Das zweite Album der Post-Indie-Rock-Alternative-Punk-Tüftler von BLACKOUT PROBLEMS hört auf den prägnanten Namen "Kaos". Die Münchener konnten schon mit ihrem Debüt "Holy" Kritiker und Musikliebhaber begeistern und haben mit ihrer Interpretation genannter Genres das Herz so manchen Menschen erobert. Schön, dass es eine Band aus dem deutschsprachigen Raum schafft, internationalen Flair zu transportieren und sich nicht hinter US-amerikanischen Kollegen verstecken braucht - ja sie sogar mit ihrem Esprit und einer angenehmen Frische übertrumpft. Auch wenn ich das Vorgängeralbum eher durchschnittlich bewertet hatte, konnte es mich im Laufe der folgenden Monate überzeugen.

"Kaos" startet mit dem Song 'How Are You Doing' recht gradlinig. Gern gehörte Make Do And Mend-Harmonien, die es sich im Midtempo gemütlich gemacht haben und der perfekte Start für ein spannendes Werk sein können.

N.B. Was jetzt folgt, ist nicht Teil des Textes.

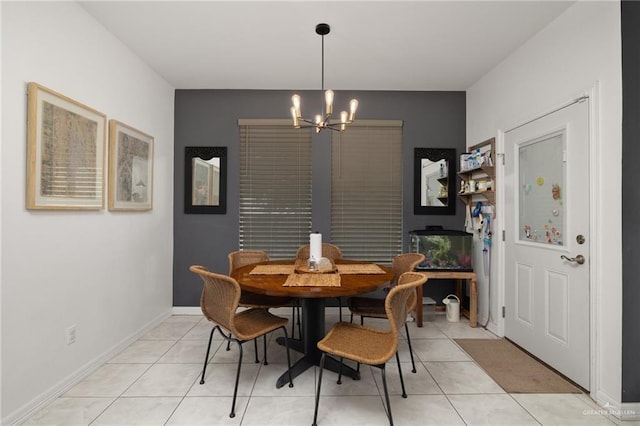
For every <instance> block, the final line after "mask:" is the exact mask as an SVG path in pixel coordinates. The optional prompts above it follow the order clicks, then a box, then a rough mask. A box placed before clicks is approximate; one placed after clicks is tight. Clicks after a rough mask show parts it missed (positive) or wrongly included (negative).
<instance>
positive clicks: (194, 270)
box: [189, 265, 293, 418]
mask: <svg viewBox="0 0 640 426" xmlns="http://www.w3.org/2000/svg"><path fill="white" fill-rule="evenodd" d="M189 270H190V271H191V272H193V273H195V274H197V275H199V276H200V278H202V281H203V282H204V287H203V289H202V296H201V298H200V308H201V309H202V313H203V314H204V316H205V318H207V319H208V320H209V321H211V322H213V323H214V324H215V325H214V327H213V328H212V329H211V334H210V335H209V345H208V346H207V353H206V355H205V358H204V367H203V368H202V378H201V379H200V384H201V385H202V384H204V378H205V373H206V371H207V361H208V360H209V352H210V350H211V340H212V339H213V332H214V331H216V330H218V332H219V333H220V334H221V335H222V337H223V338H224V339H226V340H228V341H234V342H236V343H237V344H238V348H239V352H240V355H239V357H238V369H237V371H236V384H235V387H234V390H233V402H232V403H231V413H230V414H229V417H231V418H233V417H235V415H236V414H235V407H236V397H237V395H238V381H239V380H240V369H241V367H242V344H243V343H245V342H247V341H249V340H255V339H256V338H258V337H260V336H263V335H266V334H267V333H270V332H272V331H274V330H277V329H279V328H281V329H282V331H283V332H284V340H285V347H286V348H287V364H288V367H289V387H293V379H292V377H291V372H290V371H291V357H290V355H289V347H288V335H287V328H286V325H287V322H288V321H289V320H287V319H286V318H281V317H278V316H276V315H273V314H272V313H270V312H269V311H268V310H267V309H264V308H249V309H246V310H244V311H240V312H236V310H237V309H238V302H239V301H240V285H239V284H238V283H237V281H236V280H234V279H233V278H231V277H229V276H226V275H222V274H216V273H214V272H210V271H209V270H207V268H205V267H204V266H199V265H193V266H191V267H190V268H189ZM223 330H225V331H226V333H225V331H223Z"/></svg>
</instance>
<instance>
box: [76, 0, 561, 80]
mask: <svg viewBox="0 0 640 426" xmlns="http://www.w3.org/2000/svg"><path fill="white" fill-rule="evenodd" d="M80 3H81V4H82V6H83V7H84V8H85V9H86V10H87V12H88V13H90V14H91V15H92V16H94V17H95V19H96V20H98V21H99V22H100V23H102V24H103V25H104V26H105V27H106V28H107V29H108V30H109V31H110V32H112V33H113V34H114V35H115V36H116V37H118V38H119V39H120V40H121V41H122V42H123V43H124V44H126V45H127V46H129V48H130V49H131V50H132V51H133V52H135V53H136V54H137V55H138V56H139V57H140V58H142V60H143V61H144V62H146V63H147V64H148V65H149V66H150V67H151V68H153V69H154V70H155V71H156V72H157V73H158V74H160V75H161V76H163V77H164V78H165V79H166V80H167V81H168V82H169V83H170V84H171V85H172V86H174V87H175V88H177V89H297V90H306V89H310V90H313V89H319V88H320V85H321V43H322V38H321V37H320V36H319V35H317V34H316V33H315V27H316V24H318V23H321V22H326V23H328V24H329V25H330V26H331V33H330V34H328V35H327V36H325V87H329V88H333V89H338V90H416V91H422V90H466V89H467V88H469V87H470V86H471V85H472V84H473V83H474V82H476V81H477V80H478V79H479V78H481V77H482V76H483V75H484V74H485V73H487V72H488V71H489V70H490V69H492V68H493V67H494V66H495V65H496V64H498V63H500V61H502V60H503V59H504V58H506V57H507V56H508V55H509V54H510V53H511V52H513V51H514V50H515V49H517V48H518V47H519V46H520V45H522V44H523V43H524V42H525V41H526V40H528V39H529V38H531V37H532V36H533V35H534V34H535V33H536V32H538V31H539V30H540V29H542V28H543V27H544V26H546V25H547V24H548V23H549V22H551V21H552V20H553V19H555V18H556V17H557V16H558V15H560V14H561V13H562V12H563V11H564V10H565V9H567V8H568V7H569V6H570V5H571V4H572V3H573V1H548V0H547V1H520V0H511V1H478V0H476V1H452V0H449V1H411V2H405V1H362V0H361V1H322V2H317V1H283V2H280V1H264V0H263V1H239V0H236V1H195V2H192V1H124V2H120V1H86V2H85V1H82V2H80Z"/></svg>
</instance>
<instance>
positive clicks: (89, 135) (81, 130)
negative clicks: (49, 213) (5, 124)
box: [26, 82, 107, 210]
mask: <svg viewBox="0 0 640 426" xmlns="http://www.w3.org/2000/svg"><path fill="white" fill-rule="evenodd" d="M106 125H107V117H106V115H105V114H103V113H101V112H99V111H96V110H95V109H93V108H90V107H88V106H86V105H83V104H81V103H79V102H77V101H74V100H73V99H71V98H68V97H66V96H64V95H62V94H60V93H57V92H55V91H53V90H51V89H48V88H46V87H44V86H41V85H40V84H38V83H34V82H31V83H29V84H28V85H27V191H26V192H27V193H26V207H27V209H33V210H101V209H102V208H104V165H105V154H106Z"/></svg>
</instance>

Der Titeltrack folgt und versucht mit sphärischen Gitarrenläufen und zurückhaltenden Gesang eine Dynamik aufzubauen, die sich zum Ende des Songs entlädt. Hier wird zum ersten Mal richtig deutlich, wie BLACKOUT PROBLEMS Musik leben und auskosten wollen. Sie könnten es sich ja auch einfach machen und einen straighten Punkrocker nach dem nächsten raushauen. Die Kunst mit Songs zu begeistern, die nicht offensichtlich auf "Hit getrimmt" sind und den eigenen Anspruch so zu verpacken, dass es nicht zu verkopft und arrogant klingt - diesen Ritt auf der Rasierklinge haben BLACKOUT PROBLEMS mit "Kaos" perfektioniert.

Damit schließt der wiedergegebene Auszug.